Let me assume the four charges to be q1, q2, q3, q4 , now in the final answer you put the signs of the charges and put Q for each. Let the square be ABCD, q1 is at A, q2 is at B, q3 is at C, q4 is at D,

remember all have same magnitude, that is

|q1|=|q2|=|q3|=|q4|=Q.

a) we need the magnitude of Electric field strength at P due to any of the charges, Now as length of each side is 2a, so distance between any vertex and the center P is "Sqrt[2] a", so Electric field strength at the center due one of the charges is:

E = k*magnitude of any of the charges/[Sqrt[2] a ]^2

= k Q/(2 a^2)

b) Now we need to vector sum the electric field strengths due to the 4 charges at P:

E = k q1/(2 a^2) along A to P or P to A

+ k q2/(2 a^2) along B to P or P to B

+ k q3/(2 a^2) along C to P or P to C

+ k q4/(2 a^2) along D to P or P to D

as you have not given the diagram, so let me write down all the possibilities:

possibility 1) if all the charges are positive,

E = 0, as "along A to P" will cancel "along C to P"

and "along B to P" will cancel "along D to P"

possibility 2) If q1 at A & q3 at C are of same type +ve/-ve, and

q2 at B & q4 at C are of same type +ve/-ve, then

again

E =0 by the same logic as that of possibility (1).
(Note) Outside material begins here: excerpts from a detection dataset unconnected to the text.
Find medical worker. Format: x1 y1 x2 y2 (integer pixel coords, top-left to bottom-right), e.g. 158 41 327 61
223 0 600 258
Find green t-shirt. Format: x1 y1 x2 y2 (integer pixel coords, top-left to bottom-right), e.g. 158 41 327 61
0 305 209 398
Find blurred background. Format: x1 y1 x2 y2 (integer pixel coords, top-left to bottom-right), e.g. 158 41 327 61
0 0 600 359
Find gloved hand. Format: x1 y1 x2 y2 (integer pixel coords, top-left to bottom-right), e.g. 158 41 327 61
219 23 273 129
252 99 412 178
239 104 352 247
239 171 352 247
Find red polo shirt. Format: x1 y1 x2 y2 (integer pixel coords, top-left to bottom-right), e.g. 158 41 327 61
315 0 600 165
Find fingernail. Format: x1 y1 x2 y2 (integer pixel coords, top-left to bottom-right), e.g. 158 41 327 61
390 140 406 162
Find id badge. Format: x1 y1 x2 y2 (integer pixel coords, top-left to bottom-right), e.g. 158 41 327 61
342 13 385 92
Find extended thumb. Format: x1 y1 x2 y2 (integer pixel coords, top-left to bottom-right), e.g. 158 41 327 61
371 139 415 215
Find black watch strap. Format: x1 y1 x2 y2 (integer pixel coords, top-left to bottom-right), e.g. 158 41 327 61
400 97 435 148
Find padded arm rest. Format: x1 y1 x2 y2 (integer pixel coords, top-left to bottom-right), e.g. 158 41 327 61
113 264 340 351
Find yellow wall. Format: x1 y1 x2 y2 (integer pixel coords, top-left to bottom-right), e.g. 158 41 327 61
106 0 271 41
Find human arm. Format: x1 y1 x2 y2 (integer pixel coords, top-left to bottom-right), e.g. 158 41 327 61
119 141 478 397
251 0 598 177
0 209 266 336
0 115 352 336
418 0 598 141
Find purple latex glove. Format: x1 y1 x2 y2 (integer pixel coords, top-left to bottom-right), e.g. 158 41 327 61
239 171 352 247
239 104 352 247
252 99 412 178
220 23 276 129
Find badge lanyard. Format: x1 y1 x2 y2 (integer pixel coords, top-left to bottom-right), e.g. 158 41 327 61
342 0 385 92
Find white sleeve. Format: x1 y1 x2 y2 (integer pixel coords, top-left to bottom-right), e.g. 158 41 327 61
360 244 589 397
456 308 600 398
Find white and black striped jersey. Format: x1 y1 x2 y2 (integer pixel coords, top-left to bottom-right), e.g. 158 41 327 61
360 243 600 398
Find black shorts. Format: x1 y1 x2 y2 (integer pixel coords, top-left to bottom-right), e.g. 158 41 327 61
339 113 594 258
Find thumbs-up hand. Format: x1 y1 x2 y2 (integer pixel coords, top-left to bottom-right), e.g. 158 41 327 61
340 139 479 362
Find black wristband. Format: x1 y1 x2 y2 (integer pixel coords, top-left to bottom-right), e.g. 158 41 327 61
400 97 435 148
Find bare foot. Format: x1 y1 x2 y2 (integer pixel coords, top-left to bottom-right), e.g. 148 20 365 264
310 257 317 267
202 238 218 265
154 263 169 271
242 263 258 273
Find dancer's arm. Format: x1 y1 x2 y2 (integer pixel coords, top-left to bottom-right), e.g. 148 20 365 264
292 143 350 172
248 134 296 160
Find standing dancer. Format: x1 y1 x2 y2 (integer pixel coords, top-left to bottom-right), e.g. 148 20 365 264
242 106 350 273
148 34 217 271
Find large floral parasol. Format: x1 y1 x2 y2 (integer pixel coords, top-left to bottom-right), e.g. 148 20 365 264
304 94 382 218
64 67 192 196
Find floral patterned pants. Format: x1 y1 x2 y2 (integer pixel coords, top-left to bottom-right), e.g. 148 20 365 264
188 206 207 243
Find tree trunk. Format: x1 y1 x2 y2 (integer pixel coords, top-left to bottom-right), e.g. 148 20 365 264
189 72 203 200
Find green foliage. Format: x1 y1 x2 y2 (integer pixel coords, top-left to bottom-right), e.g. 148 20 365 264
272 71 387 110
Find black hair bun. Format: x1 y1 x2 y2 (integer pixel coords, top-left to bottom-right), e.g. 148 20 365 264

Possibility 3) If q1 & q2 are +ve and q3 & q4 are -ve,

E = k Q/(2 a^2) along A to P

+

k Q/(2 a^2) along B to P

+

k Q/(2 a^2) along P to C

+

k Q/(2 a^2) along P to D

= 2 * (k Q/(2 a^2) Cos[Pi/4] to P to center of DC

+

2 * (k Q/(2 a^2) Cos[Pi/4] to P to center of DC

magnitude of E = 4 * (1/Sqrt[2]) * (k Q/(2 a^2) Cos[Pi/4]

= Sqrt[2] k Q/a^2

these are all possibilities in fact. Now you choose your case by watching your diagram.